I guess that one advantage of forgetting the mail is that I allow two days worth of mail to build up. that way there are more cards to look at on the days I do remember. Considering my track record, I should get into a routine about picking up the mail just at the time when Susan is feeling good enough to resume that chore. Then she’ll go to pick up the mail only to discover an empty box because I picked it up by force of habit.

One small lesson from this particular season of our lives is that it is a good thing to have our routines shaken up. It is easy to fall into ruts and keep doing things the same way and in the same order as we’ve been doing them for years and years. There are all kinds of things in my life that i do without giving it much thought. Sometimes taking time to think about it gives a new meaning to a task. And, it seems, there is always a better way to do any task.

One of the new routines at our house about which I have been disciplined and have not been forgetting is that we have quite a medication routine. I’ve been taking medications for several years now, but the routine is quite simple. I take one pill at bedtime and the others upon rising. Susan’s routine, however, is much more complex. She has some medicines that she takes only once a day, and some need to be taken in the morning while others need to be taken in the evening. Then there are pills that need to be taken at 12-hour intervals and, in addition there are ones that need to be taken at 8-hour intervals. Some of her medications require that we check her blood pressure before administering the medicine. That means that we are taking her blood pressure four times a day at present. Often her blood pressure is a bit low, so she will do a few exercises to raise it, meaning that we add another check of her pressure. In order to keep track of all of this and to keep the blood pressure recordings, I’ve drawn up sheets with charts that we fill out with pressures and checks each day. One page per day. Susan can take her own blood pressure and administer her own medicines, but there are enough of them that two sets of eyes and two people checking to make sure we’re giving the right pill at the right time is a good practice.
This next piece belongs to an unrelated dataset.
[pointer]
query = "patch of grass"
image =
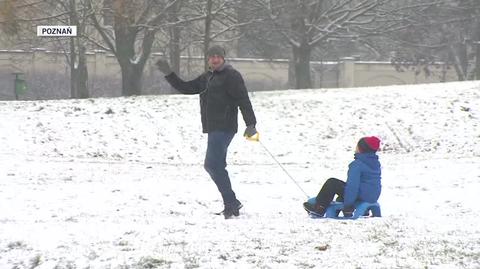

So we’ve made a routine of it. 5 am, 9 am, 1 pm and 9 pm are medicine times. It also means that most days I make an extra trip home in the middle of the day to check and make sure medicines are given properly. That gives me an additional trip by the mailbox to remember to pick up the mail, but it doesn’t seem to make much difference. I guess I’m glad that medicine is more important to me than mail. Were it the other way around, it might be disastrous.

No worries. Susan has a medical procedure tomorrow that is sure to result in a change of medications. At a minimum there will be new forms and a new routine. That should keep me on my toes for now.